Anecdotal irrelevance

I know I’ve been uncharacteristically harsh on fanboys lately, seeing as how I’m pretty much a fanboy myself, at least insofar as I still read and enjoy a good many superhero comics. But I think that just as I’ll argue passionately that superhero comics are not automatically junk–or automatically junk provided no one named Kirby, Ditko, Cole, or Moore was involved with them–I think it’s equally important to lambaste, mock, excoriate, ridicule, and otherwise make life unpleasant for people who read only superhero comics, or comics from superhero publishers, and have the audacity to claim they “like comics.” Besides the fact that you’re doing yourself a tremendous disservice if you’re not reading more of the brilliant material that’s out there, you’re also doing actual comics fans a disservice by making us look stupid by association–by, I don’t know, saying that Outsiders #2 was the best comic to come out in a given week (thanks to ADD for pointing that out), or by trying to get your wife into comics by giving her a copy of Trouble as an example of comics with multi-dimensional characters. These are examples of either appalling ignorance or abyssmal taste, and I don’t think we (all comics readers, and this goes double for comics readers with blogs) should brook either of them. No, I’m not expecting everyone with JLA/Avengers on their pull list to run out and buy copies of Teratoid Heights, but going a little further afield than an Eye of the Storm book (or, for those truly radical types, Strangers in Paradise) is the least we should expect out of comics “journalists.”

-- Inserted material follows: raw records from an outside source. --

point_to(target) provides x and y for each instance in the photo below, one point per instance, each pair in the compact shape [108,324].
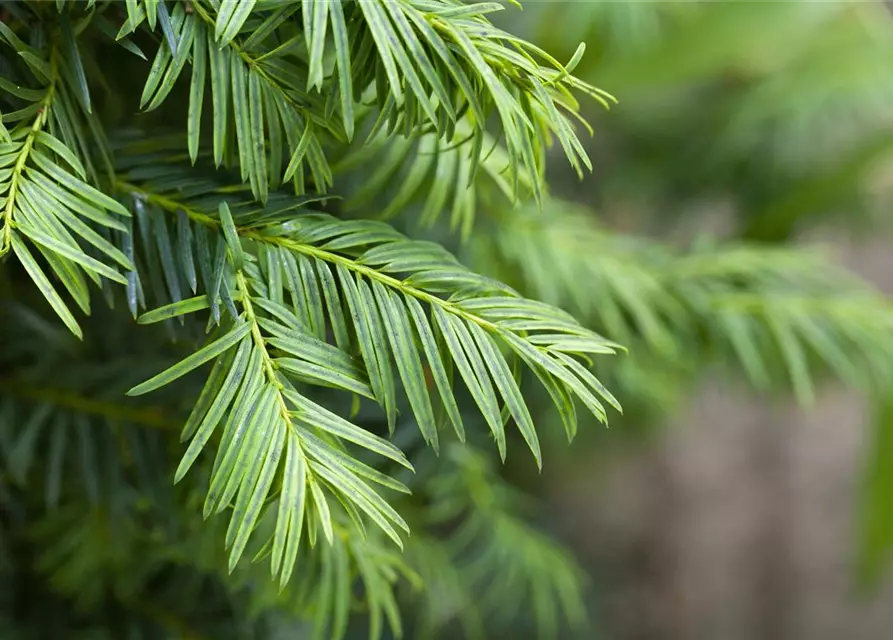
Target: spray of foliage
[245,389]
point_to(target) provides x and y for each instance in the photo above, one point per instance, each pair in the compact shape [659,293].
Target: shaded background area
[734,515]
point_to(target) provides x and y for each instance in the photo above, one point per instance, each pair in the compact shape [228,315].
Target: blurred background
[729,513]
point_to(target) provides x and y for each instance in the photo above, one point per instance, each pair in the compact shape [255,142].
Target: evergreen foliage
[280,414]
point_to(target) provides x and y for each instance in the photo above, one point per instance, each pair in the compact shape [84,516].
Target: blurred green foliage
[773,117]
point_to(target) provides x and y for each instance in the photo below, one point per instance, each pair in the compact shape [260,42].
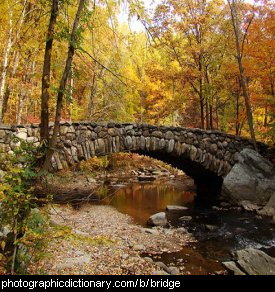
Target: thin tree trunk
[5,63]
[44,127]
[62,86]
[241,69]
[201,92]
[21,104]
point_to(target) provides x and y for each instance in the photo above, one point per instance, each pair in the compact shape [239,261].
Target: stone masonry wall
[214,150]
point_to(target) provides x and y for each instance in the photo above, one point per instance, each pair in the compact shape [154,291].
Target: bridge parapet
[214,151]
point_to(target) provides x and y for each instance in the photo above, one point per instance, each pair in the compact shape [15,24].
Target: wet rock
[148,259]
[176,208]
[146,178]
[91,180]
[164,267]
[231,266]
[211,228]
[174,271]
[138,247]
[159,273]
[185,218]
[269,209]
[71,262]
[248,206]
[150,231]
[251,179]
[158,219]
[252,262]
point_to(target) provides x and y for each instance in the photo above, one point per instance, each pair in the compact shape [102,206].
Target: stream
[218,231]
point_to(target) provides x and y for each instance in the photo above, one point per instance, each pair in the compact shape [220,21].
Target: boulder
[251,179]
[158,219]
[176,208]
[252,262]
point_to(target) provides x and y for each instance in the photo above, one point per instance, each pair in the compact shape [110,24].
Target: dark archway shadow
[208,184]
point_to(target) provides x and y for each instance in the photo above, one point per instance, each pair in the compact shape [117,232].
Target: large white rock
[251,179]
[252,262]
[158,219]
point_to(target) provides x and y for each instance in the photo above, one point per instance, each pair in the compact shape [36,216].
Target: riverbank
[98,240]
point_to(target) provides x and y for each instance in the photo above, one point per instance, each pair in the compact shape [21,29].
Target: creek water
[218,232]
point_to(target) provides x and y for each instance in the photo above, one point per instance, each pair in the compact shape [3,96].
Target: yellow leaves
[3,245]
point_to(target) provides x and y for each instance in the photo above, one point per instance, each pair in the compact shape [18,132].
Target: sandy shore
[98,240]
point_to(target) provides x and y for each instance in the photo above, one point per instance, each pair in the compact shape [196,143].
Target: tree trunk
[44,127]
[243,80]
[21,103]
[62,87]
[201,92]
[5,64]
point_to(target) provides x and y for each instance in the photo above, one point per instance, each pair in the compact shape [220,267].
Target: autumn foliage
[180,70]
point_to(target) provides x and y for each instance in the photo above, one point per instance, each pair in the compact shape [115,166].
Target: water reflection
[140,201]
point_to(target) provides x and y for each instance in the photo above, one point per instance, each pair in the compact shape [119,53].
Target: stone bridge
[201,154]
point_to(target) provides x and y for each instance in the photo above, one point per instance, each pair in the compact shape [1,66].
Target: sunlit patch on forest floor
[98,240]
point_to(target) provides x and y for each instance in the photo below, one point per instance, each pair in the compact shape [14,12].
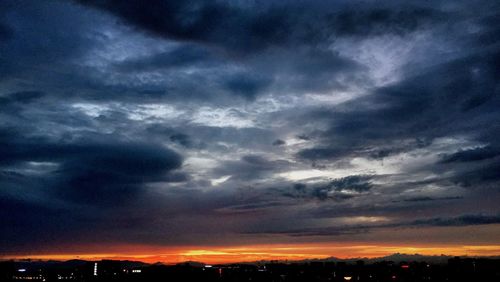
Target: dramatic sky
[228,130]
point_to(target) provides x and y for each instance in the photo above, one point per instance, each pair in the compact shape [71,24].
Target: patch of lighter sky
[90,109]
[119,43]
[383,55]
[222,117]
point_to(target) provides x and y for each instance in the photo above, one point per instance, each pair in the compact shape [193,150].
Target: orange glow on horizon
[214,255]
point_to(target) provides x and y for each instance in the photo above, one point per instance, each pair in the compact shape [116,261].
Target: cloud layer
[245,122]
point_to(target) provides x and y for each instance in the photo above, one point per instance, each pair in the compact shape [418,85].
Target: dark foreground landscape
[392,268]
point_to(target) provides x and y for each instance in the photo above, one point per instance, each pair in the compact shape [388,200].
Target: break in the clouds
[245,122]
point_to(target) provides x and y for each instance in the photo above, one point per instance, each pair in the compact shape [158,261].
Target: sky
[242,130]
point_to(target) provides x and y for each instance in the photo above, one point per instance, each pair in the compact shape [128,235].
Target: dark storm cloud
[471,155]
[264,25]
[93,171]
[185,122]
[337,189]
[460,220]
[353,229]
[426,106]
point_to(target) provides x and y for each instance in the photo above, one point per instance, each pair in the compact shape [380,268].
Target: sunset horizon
[229,131]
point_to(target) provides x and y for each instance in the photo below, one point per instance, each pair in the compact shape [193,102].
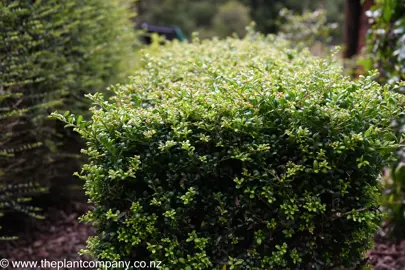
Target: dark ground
[60,236]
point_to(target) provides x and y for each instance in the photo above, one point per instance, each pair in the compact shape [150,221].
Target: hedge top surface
[240,79]
[237,152]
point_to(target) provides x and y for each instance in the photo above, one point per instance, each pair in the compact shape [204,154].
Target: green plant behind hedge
[237,154]
[386,52]
[51,54]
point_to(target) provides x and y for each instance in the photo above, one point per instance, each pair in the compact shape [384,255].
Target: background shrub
[386,52]
[51,53]
[238,152]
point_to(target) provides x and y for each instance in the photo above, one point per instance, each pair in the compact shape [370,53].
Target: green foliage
[237,154]
[51,53]
[307,28]
[386,52]
[386,41]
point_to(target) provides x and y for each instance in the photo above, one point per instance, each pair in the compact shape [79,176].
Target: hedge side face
[51,53]
[238,153]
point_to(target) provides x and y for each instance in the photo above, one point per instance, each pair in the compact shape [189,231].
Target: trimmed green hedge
[52,53]
[240,153]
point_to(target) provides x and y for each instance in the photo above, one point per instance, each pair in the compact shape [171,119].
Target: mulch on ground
[61,236]
[58,237]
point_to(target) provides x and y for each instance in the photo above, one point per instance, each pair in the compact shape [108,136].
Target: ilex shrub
[237,154]
[52,53]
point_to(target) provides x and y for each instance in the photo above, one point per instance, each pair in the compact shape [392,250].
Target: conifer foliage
[51,53]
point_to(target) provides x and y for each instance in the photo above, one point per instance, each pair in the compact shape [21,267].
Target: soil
[61,236]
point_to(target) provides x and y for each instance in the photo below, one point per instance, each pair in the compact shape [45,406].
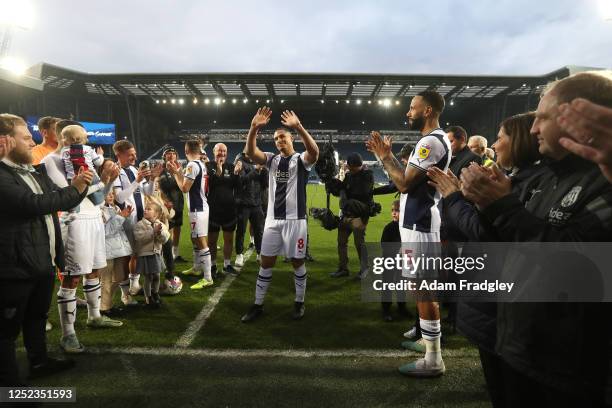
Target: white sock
[125,287]
[431,332]
[93,293]
[66,305]
[300,277]
[134,280]
[261,286]
[147,285]
[205,262]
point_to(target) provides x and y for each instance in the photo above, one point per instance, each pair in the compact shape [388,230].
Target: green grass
[335,319]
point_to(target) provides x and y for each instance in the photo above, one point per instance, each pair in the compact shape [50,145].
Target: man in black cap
[355,203]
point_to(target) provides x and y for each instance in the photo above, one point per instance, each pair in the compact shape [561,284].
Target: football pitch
[194,351]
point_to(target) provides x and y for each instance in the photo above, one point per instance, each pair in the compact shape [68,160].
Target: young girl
[118,251]
[149,235]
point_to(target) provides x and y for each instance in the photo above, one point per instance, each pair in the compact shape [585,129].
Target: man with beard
[420,215]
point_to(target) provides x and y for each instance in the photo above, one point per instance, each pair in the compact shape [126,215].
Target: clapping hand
[261,118]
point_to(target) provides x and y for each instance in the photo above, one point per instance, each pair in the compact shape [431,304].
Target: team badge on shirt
[424,151]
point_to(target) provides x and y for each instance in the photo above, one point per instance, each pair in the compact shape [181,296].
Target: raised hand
[290,119]
[261,118]
[126,211]
[378,145]
[82,180]
[589,127]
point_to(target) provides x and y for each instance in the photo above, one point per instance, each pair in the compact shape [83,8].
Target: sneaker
[418,345]
[340,273]
[239,262]
[412,334]
[192,271]
[420,368]
[128,300]
[172,287]
[298,310]
[135,288]
[113,312]
[71,345]
[201,284]
[103,321]
[229,269]
[50,367]
[254,312]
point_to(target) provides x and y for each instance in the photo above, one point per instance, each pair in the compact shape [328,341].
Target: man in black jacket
[553,354]
[253,180]
[30,250]
[355,201]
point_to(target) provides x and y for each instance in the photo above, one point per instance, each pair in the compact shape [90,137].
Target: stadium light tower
[606,9]
[15,14]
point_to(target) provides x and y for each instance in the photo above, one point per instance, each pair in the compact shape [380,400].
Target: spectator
[549,354]
[253,179]
[478,145]
[356,193]
[46,127]
[462,154]
[29,224]
[171,190]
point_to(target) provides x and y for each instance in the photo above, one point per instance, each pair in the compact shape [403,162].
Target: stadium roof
[303,86]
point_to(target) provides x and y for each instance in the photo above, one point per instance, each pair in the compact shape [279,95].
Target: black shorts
[214,225]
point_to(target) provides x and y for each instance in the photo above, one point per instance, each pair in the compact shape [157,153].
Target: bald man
[223,181]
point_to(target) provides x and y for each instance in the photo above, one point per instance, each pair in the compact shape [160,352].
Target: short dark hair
[194,146]
[59,126]
[458,132]
[433,99]
[523,146]
[47,122]
[8,122]
[121,146]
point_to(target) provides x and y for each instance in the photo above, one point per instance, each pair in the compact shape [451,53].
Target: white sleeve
[428,151]
[269,157]
[304,162]
[192,170]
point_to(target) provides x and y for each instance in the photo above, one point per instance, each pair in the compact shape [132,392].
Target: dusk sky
[437,36]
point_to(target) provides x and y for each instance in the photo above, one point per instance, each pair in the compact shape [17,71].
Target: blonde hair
[74,134]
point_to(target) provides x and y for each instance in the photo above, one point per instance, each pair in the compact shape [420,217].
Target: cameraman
[356,191]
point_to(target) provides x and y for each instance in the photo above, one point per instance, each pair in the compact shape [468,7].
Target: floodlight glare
[13,65]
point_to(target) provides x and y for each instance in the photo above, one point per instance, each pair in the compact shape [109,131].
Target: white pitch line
[237,353]
[196,325]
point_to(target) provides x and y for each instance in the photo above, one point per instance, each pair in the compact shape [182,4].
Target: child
[118,251]
[78,155]
[149,236]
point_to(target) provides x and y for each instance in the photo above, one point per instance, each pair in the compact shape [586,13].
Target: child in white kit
[78,155]
[149,236]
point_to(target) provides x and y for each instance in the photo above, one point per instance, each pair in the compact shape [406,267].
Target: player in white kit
[420,215]
[286,228]
[194,182]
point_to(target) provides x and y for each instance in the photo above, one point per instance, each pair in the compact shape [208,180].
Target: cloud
[438,36]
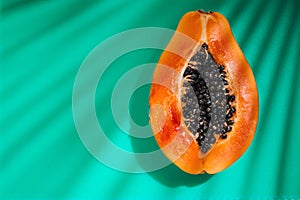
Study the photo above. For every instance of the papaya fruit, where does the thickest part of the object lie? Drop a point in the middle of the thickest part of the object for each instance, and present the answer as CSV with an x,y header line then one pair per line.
x,y
203,100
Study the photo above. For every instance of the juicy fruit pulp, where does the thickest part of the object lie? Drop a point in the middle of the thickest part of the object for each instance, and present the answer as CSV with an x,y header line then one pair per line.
x,y
203,100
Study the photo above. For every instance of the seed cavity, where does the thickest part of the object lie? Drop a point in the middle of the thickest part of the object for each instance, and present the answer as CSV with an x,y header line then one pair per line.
x,y
207,100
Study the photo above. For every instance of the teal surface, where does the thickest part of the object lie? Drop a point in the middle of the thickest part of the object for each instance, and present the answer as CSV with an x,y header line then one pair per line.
x,y
43,44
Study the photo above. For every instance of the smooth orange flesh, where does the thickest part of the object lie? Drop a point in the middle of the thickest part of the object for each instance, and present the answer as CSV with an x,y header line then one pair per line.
x,y
165,109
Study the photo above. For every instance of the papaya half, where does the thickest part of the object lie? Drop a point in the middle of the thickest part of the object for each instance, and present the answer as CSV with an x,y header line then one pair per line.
x,y
203,98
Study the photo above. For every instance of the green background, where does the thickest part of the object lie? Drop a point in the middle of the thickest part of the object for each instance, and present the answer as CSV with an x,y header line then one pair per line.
x,y
43,44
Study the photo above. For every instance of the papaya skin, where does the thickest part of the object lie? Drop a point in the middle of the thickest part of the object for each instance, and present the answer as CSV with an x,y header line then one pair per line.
x,y
213,29
166,119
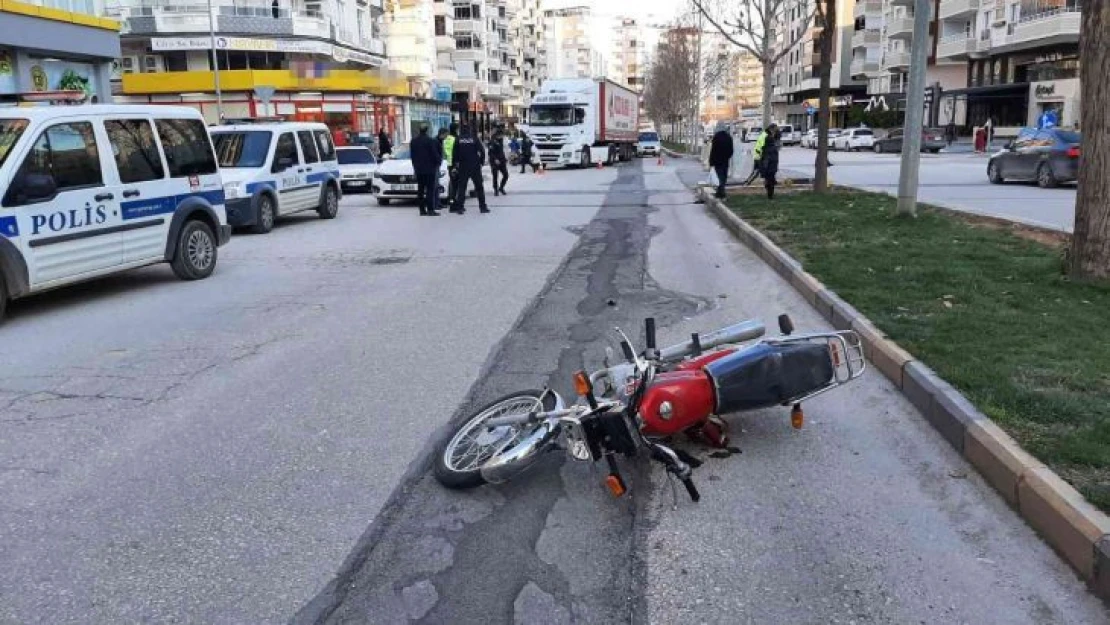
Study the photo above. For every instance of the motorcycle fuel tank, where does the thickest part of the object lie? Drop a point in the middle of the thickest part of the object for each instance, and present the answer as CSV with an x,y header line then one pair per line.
x,y
675,402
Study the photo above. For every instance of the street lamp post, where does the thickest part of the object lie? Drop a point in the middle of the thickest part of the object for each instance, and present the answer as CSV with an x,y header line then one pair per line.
x,y
215,66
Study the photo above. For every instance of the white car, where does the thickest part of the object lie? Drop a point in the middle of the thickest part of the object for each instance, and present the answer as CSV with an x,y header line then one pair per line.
x,y
854,139
357,165
88,191
395,179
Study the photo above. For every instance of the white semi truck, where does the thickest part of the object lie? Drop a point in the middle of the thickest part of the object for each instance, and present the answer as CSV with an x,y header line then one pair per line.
x,y
578,122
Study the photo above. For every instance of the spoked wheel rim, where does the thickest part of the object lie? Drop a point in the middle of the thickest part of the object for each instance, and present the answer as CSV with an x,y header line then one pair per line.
x,y
474,445
200,250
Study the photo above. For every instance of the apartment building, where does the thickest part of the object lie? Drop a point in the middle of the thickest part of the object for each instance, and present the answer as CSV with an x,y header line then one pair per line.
x,y
299,59
797,78
1020,58
574,47
57,51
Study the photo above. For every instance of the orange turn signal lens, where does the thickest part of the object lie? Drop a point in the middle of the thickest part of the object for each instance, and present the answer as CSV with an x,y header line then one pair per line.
x,y
615,485
582,384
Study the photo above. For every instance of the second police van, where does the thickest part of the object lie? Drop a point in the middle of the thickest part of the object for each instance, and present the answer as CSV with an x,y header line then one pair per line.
x,y
88,191
276,169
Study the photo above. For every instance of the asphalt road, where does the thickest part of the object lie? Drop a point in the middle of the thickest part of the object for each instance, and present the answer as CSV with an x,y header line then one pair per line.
x,y
254,447
955,181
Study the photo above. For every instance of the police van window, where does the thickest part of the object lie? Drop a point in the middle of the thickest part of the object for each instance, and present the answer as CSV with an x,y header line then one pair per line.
x,y
286,149
135,151
326,148
308,145
66,155
188,148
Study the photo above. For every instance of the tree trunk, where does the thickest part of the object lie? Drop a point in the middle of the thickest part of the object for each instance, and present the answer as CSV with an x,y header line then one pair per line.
x,y
821,164
768,74
1090,242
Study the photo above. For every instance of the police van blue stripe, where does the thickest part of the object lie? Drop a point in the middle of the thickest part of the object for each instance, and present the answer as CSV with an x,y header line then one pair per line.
x,y
154,207
9,227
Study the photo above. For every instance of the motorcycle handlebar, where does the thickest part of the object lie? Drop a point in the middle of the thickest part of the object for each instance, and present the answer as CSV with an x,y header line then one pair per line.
x,y
735,333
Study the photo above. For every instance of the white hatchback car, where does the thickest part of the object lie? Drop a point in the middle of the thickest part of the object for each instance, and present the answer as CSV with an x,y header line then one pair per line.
x,y
88,191
275,169
396,180
357,165
854,139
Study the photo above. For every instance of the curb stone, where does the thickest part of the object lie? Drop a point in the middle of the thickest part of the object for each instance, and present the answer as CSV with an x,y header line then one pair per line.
x,y
1079,532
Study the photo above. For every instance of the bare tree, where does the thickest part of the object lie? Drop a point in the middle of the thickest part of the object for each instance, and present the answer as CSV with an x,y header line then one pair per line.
x,y
1089,256
754,27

What’s funny about my increasingly opinionated takes on comics is that a) I make my living, at least in part, dealing with comics companies and creators for A&F; b) I’m working pretty hard at becoming a comics creator myself. A while back I decided that I wasn’t going to ever put any of my comics opinions up for public consumption, because hey, if I were an accountant, I couldn’t go around talking about how much the partners at my firm suck in the pages of the CPA Journal. But at a certain point I realized I care too damn much about comics, and about my own artistic/creative/critical integrity, to soft-pedal this stuff. I’d like to think that most comics pros would appreciate a little tough love, since it shows you respect them enough to tell them the truth about their books; if Marvel’s drive to recruit comics journalists as writers for their Epic line is any indication, they might even believe you really do know what you’re talking about when it comes to what makes a good comic. Let’s hope this really is the case, for comics’ sake.